If anybody today has complaints that government is too big, but also advocates for a national American buy-back, he or she is either patently incapable of comprehending math, or they are being intentionally dishonest, as the numbers show a program similar to this would take well over a quarter of the United States discretionary spending budget, more than we spend on unemployment benefits and education combined.
This program, while enticing in theory, is a nightmare in application. The government would end up using a quarter of all taxes on something that half of the United States is not interested in. This would almost certainly lead to civil war.

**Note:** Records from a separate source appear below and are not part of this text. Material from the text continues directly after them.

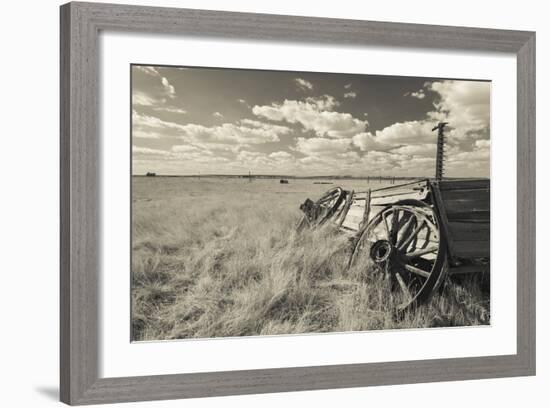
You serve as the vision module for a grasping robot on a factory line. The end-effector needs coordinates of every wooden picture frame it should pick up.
[60,3,535,405]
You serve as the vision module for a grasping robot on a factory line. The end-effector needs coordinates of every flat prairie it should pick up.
[131,176,490,341]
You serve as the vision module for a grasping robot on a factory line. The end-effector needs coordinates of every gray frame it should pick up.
[60,3,535,405]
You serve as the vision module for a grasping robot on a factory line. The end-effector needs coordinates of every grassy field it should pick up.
[132,177,490,341]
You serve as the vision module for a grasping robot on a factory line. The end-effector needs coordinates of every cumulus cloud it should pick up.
[376,121,437,145]
[428,81,491,134]
[134,65,176,98]
[252,95,368,138]
[132,91,158,106]
[351,132,391,152]
[409,89,426,99]
[178,120,291,144]
[295,137,351,156]
[153,106,187,115]
[160,77,176,98]
[391,143,437,157]
[269,151,294,160]
[132,110,291,145]
[294,78,313,91]
[132,146,170,156]
[135,65,161,77]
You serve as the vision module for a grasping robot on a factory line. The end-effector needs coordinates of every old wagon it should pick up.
[299,122,490,310]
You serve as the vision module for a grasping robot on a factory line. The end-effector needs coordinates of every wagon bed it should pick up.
[300,179,490,308]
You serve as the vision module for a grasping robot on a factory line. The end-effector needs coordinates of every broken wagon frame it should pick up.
[299,179,490,309]
[298,122,490,310]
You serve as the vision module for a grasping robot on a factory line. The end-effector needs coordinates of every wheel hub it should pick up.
[370,239,394,263]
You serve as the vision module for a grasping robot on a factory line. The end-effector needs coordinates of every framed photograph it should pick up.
[60,3,535,405]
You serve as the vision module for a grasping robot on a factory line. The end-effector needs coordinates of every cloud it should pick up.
[134,65,176,99]
[428,81,491,135]
[376,121,437,145]
[410,89,426,99]
[132,110,291,145]
[153,106,187,115]
[132,91,158,106]
[294,78,313,91]
[132,146,170,156]
[294,137,351,156]
[351,132,391,152]
[391,143,437,158]
[237,99,251,109]
[269,151,294,161]
[134,65,161,77]
[252,95,368,138]
[160,77,176,98]
[178,119,291,144]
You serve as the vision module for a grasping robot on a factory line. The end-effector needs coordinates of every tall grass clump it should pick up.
[132,178,490,341]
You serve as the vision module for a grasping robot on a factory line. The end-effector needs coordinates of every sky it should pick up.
[131,65,491,177]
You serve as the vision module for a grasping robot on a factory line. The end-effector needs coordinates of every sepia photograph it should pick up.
[130,64,491,341]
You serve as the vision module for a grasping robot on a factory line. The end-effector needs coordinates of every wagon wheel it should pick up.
[297,187,346,231]
[350,200,447,310]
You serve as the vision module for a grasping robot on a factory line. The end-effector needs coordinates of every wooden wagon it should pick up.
[299,179,490,310]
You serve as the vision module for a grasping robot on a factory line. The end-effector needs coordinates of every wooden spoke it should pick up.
[398,221,426,251]
[395,272,413,303]
[405,246,437,259]
[382,213,390,240]
[349,200,447,310]
[403,264,430,278]
[389,209,399,244]
[396,215,416,250]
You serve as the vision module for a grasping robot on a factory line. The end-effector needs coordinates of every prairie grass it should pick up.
[132,177,490,341]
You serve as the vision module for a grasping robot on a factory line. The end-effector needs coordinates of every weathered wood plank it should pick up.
[443,197,491,213]
[438,179,490,191]
[448,222,491,241]
[447,210,491,223]
[451,240,491,258]
[441,188,490,200]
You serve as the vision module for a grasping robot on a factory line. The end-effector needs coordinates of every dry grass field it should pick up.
[132,177,490,341]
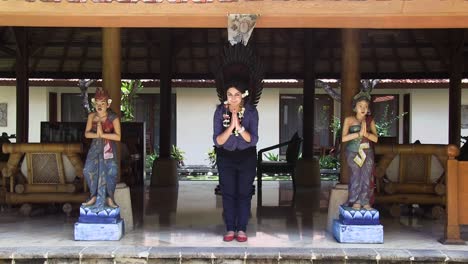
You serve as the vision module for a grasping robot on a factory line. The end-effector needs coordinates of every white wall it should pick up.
[0,86,49,142]
[175,88,219,165]
[28,87,49,142]
[0,86,16,140]
[6,86,468,164]
[410,89,449,144]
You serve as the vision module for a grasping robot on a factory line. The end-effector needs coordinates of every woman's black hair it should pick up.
[224,80,249,93]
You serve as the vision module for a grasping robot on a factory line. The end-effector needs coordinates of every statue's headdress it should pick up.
[353,80,378,109]
[91,87,112,105]
[212,43,264,106]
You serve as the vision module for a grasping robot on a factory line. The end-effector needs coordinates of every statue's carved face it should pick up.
[94,99,110,112]
[354,100,369,115]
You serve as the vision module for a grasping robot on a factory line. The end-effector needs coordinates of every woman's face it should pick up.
[94,99,109,113]
[355,100,369,116]
[227,87,242,106]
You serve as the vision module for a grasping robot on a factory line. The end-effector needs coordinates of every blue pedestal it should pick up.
[75,206,125,241]
[339,205,380,225]
[75,219,124,241]
[333,220,383,244]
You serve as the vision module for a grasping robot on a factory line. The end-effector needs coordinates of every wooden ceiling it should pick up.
[0,27,468,79]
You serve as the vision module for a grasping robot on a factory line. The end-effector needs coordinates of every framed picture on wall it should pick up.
[461,105,468,129]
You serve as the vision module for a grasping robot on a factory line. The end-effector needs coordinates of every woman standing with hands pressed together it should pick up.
[213,81,258,242]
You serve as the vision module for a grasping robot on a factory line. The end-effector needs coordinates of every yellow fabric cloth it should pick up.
[353,142,369,167]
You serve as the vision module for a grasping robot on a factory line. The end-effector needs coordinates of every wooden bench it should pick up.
[375,144,451,218]
[2,143,89,214]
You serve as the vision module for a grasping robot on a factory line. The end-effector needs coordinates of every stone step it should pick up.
[0,246,468,264]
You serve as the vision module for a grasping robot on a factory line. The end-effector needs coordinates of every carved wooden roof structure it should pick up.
[0,27,468,79]
[0,0,468,79]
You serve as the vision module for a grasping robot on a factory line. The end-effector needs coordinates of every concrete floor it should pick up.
[0,181,468,252]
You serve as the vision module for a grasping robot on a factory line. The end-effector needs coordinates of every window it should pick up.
[280,94,333,155]
[371,94,399,139]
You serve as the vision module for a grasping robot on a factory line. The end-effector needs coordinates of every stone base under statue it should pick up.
[75,219,125,241]
[75,205,125,241]
[333,205,383,244]
[333,220,383,244]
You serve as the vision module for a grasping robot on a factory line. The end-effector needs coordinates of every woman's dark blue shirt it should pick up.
[213,104,258,151]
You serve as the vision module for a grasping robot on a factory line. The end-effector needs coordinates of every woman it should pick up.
[83,88,120,212]
[213,82,258,242]
[341,92,378,210]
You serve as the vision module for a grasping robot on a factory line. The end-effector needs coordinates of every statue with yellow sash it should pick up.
[342,91,378,210]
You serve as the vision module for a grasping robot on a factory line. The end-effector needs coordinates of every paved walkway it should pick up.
[0,182,468,263]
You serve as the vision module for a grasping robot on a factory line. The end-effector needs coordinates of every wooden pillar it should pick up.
[449,29,465,146]
[302,29,316,159]
[151,28,178,187]
[102,28,122,116]
[102,28,122,182]
[340,29,361,184]
[159,29,172,159]
[13,27,29,143]
[295,29,320,187]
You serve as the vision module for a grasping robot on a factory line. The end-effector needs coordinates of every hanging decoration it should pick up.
[228,14,258,46]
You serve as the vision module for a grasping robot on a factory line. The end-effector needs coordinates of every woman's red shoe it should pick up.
[236,231,247,242]
[223,231,236,242]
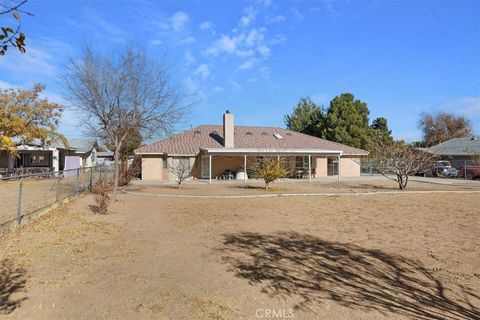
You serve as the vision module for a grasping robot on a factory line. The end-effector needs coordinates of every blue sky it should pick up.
[0,0,480,141]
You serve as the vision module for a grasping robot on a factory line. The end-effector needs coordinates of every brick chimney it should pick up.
[223,110,235,148]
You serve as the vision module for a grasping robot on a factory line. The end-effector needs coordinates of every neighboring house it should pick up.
[58,139,97,167]
[420,137,480,169]
[97,151,115,165]
[0,139,97,175]
[135,111,368,181]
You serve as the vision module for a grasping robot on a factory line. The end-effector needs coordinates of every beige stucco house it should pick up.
[135,111,367,182]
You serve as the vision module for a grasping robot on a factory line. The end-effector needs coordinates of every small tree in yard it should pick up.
[370,139,434,190]
[169,158,190,189]
[63,46,185,201]
[253,158,288,190]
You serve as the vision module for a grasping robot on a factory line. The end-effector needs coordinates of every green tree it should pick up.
[370,117,393,141]
[284,97,325,137]
[253,158,288,190]
[107,128,142,161]
[325,93,372,150]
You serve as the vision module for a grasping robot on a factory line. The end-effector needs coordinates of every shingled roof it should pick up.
[135,125,368,155]
[421,137,480,156]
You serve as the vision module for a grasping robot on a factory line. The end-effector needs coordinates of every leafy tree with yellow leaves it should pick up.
[0,84,68,155]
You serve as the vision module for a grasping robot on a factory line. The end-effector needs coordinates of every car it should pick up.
[458,166,480,180]
[423,160,458,178]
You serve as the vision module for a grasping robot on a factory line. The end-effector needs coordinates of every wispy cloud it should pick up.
[195,63,210,78]
[78,7,127,42]
[204,28,271,57]
[238,60,255,70]
[169,11,190,31]
[440,96,480,118]
[200,21,215,34]
[229,79,243,92]
[266,14,287,23]
[211,86,224,93]
[183,51,197,67]
[239,7,257,27]
[180,36,196,44]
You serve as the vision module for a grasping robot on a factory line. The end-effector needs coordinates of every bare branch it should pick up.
[63,46,186,200]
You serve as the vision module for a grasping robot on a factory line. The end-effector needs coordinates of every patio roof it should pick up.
[200,148,343,156]
[135,125,368,156]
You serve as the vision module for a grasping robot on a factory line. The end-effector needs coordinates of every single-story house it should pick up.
[420,136,480,169]
[0,138,97,175]
[135,110,368,182]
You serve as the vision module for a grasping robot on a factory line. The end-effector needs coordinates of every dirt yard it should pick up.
[0,182,480,320]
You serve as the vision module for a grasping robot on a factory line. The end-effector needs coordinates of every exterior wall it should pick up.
[340,157,360,177]
[142,156,170,180]
[142,155,201,180]
[0,151,10,169]
[312,157,328,178]
[212,156,246,179]
[142,155,360,180]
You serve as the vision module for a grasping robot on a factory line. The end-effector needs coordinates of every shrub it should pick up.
[91,180,112,214]
[253,158,288,190]
[118,157,142,186]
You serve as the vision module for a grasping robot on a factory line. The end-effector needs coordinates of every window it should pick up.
[296,156,308,169]
[30,153,50,167]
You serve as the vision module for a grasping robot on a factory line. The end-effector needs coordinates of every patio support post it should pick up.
[308,155,312,181]
[337,155,341,181]
[243,155,247,183]
[17,175,23,225]
[208,155,212,183]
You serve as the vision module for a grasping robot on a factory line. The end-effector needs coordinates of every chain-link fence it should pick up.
[360,159,479,180]
[0,166,114,232]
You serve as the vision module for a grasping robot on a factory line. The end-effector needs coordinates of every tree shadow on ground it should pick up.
[219,232,480,319]
[0,259,27,314]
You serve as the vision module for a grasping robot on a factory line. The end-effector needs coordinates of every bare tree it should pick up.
[63,46,186,201]
[0,0,32,56]
[370,139,435,190]
[169,158,190,189]
[419,112,472,147]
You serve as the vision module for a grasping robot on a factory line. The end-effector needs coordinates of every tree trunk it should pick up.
[112,145,120,202]
[402,176,408,190]
[397,174,408,190]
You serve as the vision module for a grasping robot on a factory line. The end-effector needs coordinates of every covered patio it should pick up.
[200,148,343,183]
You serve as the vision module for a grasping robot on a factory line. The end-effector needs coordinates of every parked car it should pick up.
[415,160,458,178]
[432,160,458,178]
[458,166,480,180]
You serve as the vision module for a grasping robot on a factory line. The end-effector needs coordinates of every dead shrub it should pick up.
[118,157,142,186]
[90,180,112,214]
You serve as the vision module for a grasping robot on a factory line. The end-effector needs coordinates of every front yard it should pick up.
[0,183,480,319]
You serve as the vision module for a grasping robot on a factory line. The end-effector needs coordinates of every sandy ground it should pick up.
[0,183,480,320]
[127,177,480,196]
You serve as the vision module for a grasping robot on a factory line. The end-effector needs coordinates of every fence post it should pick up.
[55,173,61,202]
[77,168,80,195]
[90,167,93,191]
[17,176,23,225]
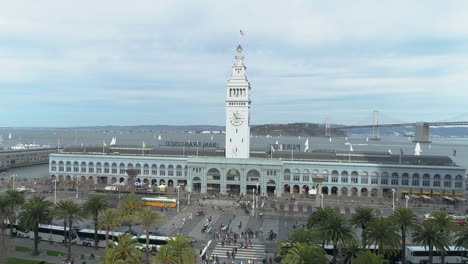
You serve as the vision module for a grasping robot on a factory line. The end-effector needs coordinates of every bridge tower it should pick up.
[325,119,331,137]
[413,122,431,143]
[371,110,380,140]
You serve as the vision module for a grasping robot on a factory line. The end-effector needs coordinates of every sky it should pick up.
[0,0,468,127]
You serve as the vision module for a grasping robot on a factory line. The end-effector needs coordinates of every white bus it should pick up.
[77,229,125,247]
[406,246,468,264]
[132,235,171,252]
[13,224,78,244]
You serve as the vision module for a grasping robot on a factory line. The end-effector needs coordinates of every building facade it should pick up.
[49,46,465,197]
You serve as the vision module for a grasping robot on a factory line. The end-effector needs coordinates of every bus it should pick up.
[77,229,125,247]
[406,246,468,264]
[424,214,468,226]
[141,197,177,207]
[132,235,171,252]
[13,224,79,244]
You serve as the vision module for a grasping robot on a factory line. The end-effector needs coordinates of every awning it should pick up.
[442,196,453,201]
[421,195,432,200]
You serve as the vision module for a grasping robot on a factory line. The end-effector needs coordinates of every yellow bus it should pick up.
[141,197,177,207]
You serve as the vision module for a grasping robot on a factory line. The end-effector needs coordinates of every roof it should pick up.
[61,145,458,167]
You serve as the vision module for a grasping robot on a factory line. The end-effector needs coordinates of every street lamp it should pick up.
[312,175,325,207]
[177,185,180,212]
[54,179,57,204]
[10,173,18,190]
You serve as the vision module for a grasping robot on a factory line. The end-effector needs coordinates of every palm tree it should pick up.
[99,208,122,248]
[137,207,166,263]
[166,235,195,264]
[352,250,387,264]
[366,217,401,255]
[429,211,458,263]
[119,194,143,232]
[389,208,419,264]
[106,235,141,264]
[307,208,336,228]
[413,221,450,264]
[455,226,468,249]
[153,245,175,264]
[5,190,24,237]
[276,228,323,260]
[282,243,330,264]
[351,208,375,248]
[0,195,9,235]
[340,239,363,264]
[318,211,354,264]
[18,195,52,255]
[83,195,108,249]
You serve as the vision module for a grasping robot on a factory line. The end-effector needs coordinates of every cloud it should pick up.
[0,0,468,126]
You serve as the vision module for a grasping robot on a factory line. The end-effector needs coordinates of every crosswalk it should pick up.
[211,242,266,260]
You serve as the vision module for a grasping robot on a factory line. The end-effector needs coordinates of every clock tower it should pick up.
[226,45,250,159]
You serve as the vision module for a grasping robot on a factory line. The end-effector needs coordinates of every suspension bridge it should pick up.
[325,110,468,143]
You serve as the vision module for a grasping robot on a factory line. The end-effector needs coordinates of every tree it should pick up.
[166,235,195,264]
[105,235,141,264]
[0,195,9,235]
[340,239,363,264]
[83,195,108,249]
[99,208,122,248]
[351,208,375,248]
[389,208,419,264]
[366,217,401,255]
[137,207,166,264]
[429,211,458,263]
[413,221,450,264]
[56,199,84,259]
[282,243,330,264]
[455,225,468,249]
[5,190,25,237]
[352,250,387,264]
[153,245,175,264]
[276,228,322,260]
[18,195,52,255]
[119,194,143,232]
[307,208,336,228]
[318,211,354,264]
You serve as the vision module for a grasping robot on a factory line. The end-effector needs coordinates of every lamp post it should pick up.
[312,175,325,207]
[54,179,57,204]
[177,185,180,212]
[10,173,18,190]
[252,188,255,216]
[75,175,78,199]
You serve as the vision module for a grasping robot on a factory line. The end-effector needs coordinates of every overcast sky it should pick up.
[0,0,468,127]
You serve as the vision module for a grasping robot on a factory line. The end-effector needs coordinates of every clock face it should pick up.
[231,112,244,126]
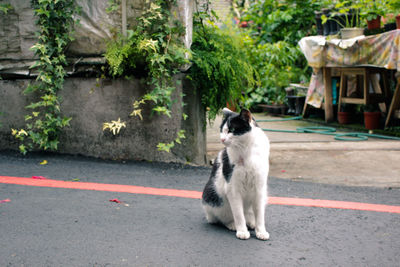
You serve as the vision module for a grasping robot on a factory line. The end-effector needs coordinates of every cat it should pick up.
[202,108,269,240]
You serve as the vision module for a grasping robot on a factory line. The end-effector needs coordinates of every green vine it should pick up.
[189,1,259,120]
[105,0,188,152]
[0,4,12,14]
[12,0,79,154]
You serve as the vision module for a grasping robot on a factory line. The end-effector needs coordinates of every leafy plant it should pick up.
[104,0,189,152]
[103,118,126,135]
[12,0,79,154]
[321,0,364,28]
[247,39,306,106]
[0,4,13,14]
[360,0,388,21]
[189,3,258,120]
[241,0,322,107]
[105,0,188,117]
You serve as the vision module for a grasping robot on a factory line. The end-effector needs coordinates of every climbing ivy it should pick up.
[12,0,79,154]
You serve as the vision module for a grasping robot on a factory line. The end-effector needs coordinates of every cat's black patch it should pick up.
[220,113,251,135]
[227,116,251,135]
[222,148,235,183]
[202,159,223,207]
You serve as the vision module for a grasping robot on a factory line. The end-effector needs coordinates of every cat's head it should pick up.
[220,108,254,146]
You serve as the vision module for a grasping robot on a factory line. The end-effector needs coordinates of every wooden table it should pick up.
[299,30,400,126]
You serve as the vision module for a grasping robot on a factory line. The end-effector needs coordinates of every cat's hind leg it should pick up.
[244,207,256,230]
[203,205,219,224]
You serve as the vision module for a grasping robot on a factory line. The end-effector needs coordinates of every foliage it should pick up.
[105,0,189,152]
[189,1,258,120]
[247,38,307,107]
[105,0,188,117]
[12,0,79,153]
[242,0,320,46]
[157,130,186,152]
[103,118,126,135]
[359,0,388,21]
[321,0,364,28]
[0,4,13,14]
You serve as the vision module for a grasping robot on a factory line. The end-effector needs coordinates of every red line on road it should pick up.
[0,176,400,214]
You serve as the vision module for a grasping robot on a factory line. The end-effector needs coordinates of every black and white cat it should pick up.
[202,108,269,240]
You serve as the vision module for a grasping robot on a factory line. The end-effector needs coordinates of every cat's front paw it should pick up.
[236,231,250,240]
[256,231,269,240]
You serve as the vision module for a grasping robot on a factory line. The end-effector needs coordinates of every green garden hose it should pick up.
[256,116,400,141]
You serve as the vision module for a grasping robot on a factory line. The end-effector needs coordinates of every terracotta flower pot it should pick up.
[367,16,381,30]
[364,111,381,130]
[338,111,351,124]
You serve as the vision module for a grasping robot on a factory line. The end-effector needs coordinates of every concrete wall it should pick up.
[0,75,206,165]
[0,0,206,164]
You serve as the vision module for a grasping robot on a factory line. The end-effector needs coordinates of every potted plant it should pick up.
[364,104,381,130]
[321,0,365,39]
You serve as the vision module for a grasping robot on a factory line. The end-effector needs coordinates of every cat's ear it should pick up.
[240,109,252,123]
[222,108,237,117]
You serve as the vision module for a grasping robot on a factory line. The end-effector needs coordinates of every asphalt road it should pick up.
[0,152,400,266]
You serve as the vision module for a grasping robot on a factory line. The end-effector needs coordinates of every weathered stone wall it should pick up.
[0,75,206,165]
[0,0,206,164]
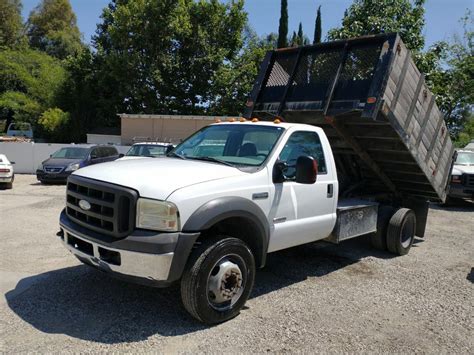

Civil war interestingly enough was something that Nazi Germany did not experience. The Nazi regime was only destroyed because the entire world decided to end Hitler. This raises a question; were all the people in Germany proponents of Hitler? The answer to this is of course, no. Many Germans hated Hitler and viewed him as the tyrant he was. However, they were incapable of stopping him as one of Hitler’s first decisions as Chancellor was to disarm the citizens of Germany. He had a massive gun confiscation, where weapons were collected by the terrifying SS Soldiers, meaning citizens were entirely subject to what Hitler declared.
Interestingly the gun ban is something pushed for by today’s left, but they also make another claim that is wholly incompatible with their policy prescriptions on guns. The left consistently protests about the unbelievable number of innocent children killed by police in horrific acts of police brutality [in 2017 alone of the 987 deadly police shootings only 7 percent were at unarmed perpetrators]. Why then, does it make sense to disarm the public and hand over all the guns to the same police force who is killing kids left and right? Also, they claim that Trump is the second Hitler. If that is true, why is he one of the men fighting for gun ownership?
The objective of the second amendment is to allow citizens to exercise their God-given right to self-preservation, to give the everyday person the freedom to protect themselves. Gun rights are more than just gun rights. They are women’s rights, giving a woman the ability to fight off a rapist, they are equal rights giving the oppressed a defense from the oppressor, and they are pro-life rights giving the parents the ability to protect their child.
I think many second amendment proponents miss the point when they argue for the second amendment with the supporting evidence of either hunting or shooting for sport. The issue is much deeper than simply shooting at something non-human. The question that needs to be asked is fundamental. Should you and I have the ability to protect our lives when the time so demands? If the answer is yes then there is no question. Guns are not only a good idea, they are a necessity.